Had a good weekend with the kids. Did some reading while they played videos games or watched a movie... Fairly active with them otherwise.
I was reading about pursuer vs. distancer. I went through the list, she met most of the pursuer traits fairly well. I met a couple criteria for distancer, a couple I'm not sure (hard to self-alanyze), some no way. Some of them were swapped between us ironically. Still more self-reflection to do I guess.
Once the kids were gone, I became angry again. We had a great life, I thought we got along fairly well, and she is throwing it away, viscously. How to cope with that anger? Obviously can't fight it. Try to distract it, or just grind through it?
Self-talk... I thought again through life with her, living with her depression, her never being happy. The fact that she rarely directly interacted with the kids but I sure did a lot. Her laziness. Her stupidity. Do I focus on what I didn't like about her? Or focus on not focusing on her at all?

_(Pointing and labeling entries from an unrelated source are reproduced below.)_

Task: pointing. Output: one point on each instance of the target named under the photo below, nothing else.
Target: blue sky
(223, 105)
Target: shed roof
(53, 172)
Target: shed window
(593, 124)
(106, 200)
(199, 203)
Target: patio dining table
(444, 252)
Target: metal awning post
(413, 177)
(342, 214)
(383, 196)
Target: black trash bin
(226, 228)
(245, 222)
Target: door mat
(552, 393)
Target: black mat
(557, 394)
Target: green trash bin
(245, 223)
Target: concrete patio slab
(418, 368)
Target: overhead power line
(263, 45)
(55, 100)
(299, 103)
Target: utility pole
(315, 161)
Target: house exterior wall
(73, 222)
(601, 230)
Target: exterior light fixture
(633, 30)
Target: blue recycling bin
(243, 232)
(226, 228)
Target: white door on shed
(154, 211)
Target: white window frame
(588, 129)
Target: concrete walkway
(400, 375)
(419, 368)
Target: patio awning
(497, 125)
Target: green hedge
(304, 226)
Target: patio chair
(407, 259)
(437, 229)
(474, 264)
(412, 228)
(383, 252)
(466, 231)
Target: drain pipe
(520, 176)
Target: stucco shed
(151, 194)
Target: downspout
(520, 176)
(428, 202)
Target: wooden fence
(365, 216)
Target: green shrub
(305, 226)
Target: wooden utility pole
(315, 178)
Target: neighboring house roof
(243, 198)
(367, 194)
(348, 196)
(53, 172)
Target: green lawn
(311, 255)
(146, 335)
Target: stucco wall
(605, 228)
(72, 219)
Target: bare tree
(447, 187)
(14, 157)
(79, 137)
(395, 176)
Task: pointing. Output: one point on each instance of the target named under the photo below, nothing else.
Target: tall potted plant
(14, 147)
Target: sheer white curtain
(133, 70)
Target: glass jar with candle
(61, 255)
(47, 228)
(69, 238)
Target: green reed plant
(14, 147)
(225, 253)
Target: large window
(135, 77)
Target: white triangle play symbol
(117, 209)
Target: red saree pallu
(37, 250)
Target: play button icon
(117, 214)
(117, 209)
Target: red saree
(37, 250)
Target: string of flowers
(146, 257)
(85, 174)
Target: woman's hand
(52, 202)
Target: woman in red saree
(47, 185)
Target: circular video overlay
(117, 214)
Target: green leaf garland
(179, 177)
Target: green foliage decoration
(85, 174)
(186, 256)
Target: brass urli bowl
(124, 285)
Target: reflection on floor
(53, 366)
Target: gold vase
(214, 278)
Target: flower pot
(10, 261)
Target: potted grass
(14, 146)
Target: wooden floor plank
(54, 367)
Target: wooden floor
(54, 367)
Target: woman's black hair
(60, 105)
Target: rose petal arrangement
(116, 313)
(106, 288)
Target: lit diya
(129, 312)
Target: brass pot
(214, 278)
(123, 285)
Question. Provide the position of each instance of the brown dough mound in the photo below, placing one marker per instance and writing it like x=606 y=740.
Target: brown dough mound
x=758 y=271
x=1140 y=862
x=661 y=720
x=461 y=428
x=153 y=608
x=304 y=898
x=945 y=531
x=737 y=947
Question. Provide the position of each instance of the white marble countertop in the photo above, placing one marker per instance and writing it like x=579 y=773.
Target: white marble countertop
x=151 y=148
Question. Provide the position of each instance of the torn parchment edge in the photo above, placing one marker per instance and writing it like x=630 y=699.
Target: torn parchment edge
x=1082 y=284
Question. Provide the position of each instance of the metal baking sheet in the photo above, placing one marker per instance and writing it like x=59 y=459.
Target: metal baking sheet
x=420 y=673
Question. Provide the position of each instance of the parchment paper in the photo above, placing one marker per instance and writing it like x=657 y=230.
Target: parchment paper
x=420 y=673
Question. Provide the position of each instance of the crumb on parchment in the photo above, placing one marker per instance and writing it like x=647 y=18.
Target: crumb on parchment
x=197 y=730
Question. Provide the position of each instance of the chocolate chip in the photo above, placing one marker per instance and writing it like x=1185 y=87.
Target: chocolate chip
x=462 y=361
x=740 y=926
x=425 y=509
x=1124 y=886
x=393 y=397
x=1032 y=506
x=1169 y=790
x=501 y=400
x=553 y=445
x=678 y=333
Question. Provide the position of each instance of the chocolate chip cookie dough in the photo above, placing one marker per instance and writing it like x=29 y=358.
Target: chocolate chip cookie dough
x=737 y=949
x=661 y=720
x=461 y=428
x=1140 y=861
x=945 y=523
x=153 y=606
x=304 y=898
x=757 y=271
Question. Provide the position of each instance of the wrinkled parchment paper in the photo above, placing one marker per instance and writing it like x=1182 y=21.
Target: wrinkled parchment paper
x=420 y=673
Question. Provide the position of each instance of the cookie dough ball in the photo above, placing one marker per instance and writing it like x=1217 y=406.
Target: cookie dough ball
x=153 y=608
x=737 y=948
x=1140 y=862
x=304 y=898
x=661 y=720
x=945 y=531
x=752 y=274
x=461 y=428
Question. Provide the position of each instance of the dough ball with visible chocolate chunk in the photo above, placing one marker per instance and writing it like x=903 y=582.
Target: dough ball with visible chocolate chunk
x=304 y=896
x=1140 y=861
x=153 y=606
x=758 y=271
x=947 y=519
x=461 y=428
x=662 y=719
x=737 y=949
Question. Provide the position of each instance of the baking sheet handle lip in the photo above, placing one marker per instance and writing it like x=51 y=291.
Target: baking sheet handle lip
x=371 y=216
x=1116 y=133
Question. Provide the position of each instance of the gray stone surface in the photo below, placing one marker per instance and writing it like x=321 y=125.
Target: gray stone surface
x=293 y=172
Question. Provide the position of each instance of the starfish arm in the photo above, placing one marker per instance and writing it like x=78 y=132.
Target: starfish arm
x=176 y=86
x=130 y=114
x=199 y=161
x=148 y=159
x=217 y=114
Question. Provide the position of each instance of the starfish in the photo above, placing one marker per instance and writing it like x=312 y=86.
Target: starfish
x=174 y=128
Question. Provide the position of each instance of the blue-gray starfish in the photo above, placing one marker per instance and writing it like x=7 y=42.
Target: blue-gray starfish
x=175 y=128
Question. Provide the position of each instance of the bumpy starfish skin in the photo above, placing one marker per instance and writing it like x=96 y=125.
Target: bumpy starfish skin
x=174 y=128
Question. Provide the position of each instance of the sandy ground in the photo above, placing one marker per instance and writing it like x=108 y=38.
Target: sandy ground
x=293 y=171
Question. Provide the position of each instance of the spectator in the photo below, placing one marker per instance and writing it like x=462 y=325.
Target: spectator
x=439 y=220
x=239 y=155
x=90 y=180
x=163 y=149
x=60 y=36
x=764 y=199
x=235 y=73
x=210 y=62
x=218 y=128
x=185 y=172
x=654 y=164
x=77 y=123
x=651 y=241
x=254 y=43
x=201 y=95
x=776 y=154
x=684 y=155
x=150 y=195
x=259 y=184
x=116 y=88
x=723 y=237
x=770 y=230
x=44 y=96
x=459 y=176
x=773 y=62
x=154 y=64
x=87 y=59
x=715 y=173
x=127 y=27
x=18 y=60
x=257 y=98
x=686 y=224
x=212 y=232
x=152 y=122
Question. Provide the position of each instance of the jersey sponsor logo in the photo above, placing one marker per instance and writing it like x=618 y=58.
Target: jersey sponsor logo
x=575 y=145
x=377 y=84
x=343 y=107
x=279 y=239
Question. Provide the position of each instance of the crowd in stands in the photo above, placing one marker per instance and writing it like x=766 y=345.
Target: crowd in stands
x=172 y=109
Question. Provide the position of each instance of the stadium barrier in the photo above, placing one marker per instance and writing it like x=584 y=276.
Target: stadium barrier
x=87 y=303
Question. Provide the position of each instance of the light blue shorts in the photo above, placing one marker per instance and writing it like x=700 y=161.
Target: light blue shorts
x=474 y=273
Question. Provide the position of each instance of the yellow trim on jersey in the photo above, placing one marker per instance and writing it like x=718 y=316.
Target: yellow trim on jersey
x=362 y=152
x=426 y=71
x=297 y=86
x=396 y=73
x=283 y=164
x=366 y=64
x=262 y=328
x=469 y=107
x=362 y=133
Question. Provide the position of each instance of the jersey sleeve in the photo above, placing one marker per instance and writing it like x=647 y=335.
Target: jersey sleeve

And like I posted in bluwave's thread, do I want her to come crawling back only for revenge reasons? So she can become the LBS and feel the pain she caused me? To keep the kids from her for a while so she can see what it is like? Have her come back and be a slave while I go out and GAL for a while?
Another thing I have yet to find, maybe someone can answer for me... I know every sitch is different, but how often do WAW's or WW's or MLCer's come back?
I have talked to 17 people going through divorce and keeping score:
13 out of 17 are LBS as the other person left for an affair. What is this world coming too? And why is it that everyone I know is the LBS in these? Does it have to do with the class of people I talk to, they are good people who made poor decisions in a spouse?
Out of the 13, 5 came back. Out of the 5, 4 didn't work out and 1 is still piecing almost 4 years after BD with a boomerang.
Out of the 13, I believe 3 are still with OP, might be less, one has only been a year so may still fail.
Out of the 13, 8 or more of the LBS's say their ex is "still screwed up" emotionally many years later, their ex never did find what they were searching for and/or realized how much they screwed up by leaving. This part gives me hope, I hope she ends up miserable without me, and can stew about that for the rest of her life.
The encouraging part, of the 13 LBS's I talked to, 10 did GAL very successfully, 2 are still in the early stages, and the 1 poor soul I mentioned is piecing after 4 years I think I pity the most, he has by far gone through the most heartache. He tried to GAL, stays busy, tried dating but couldn't do it.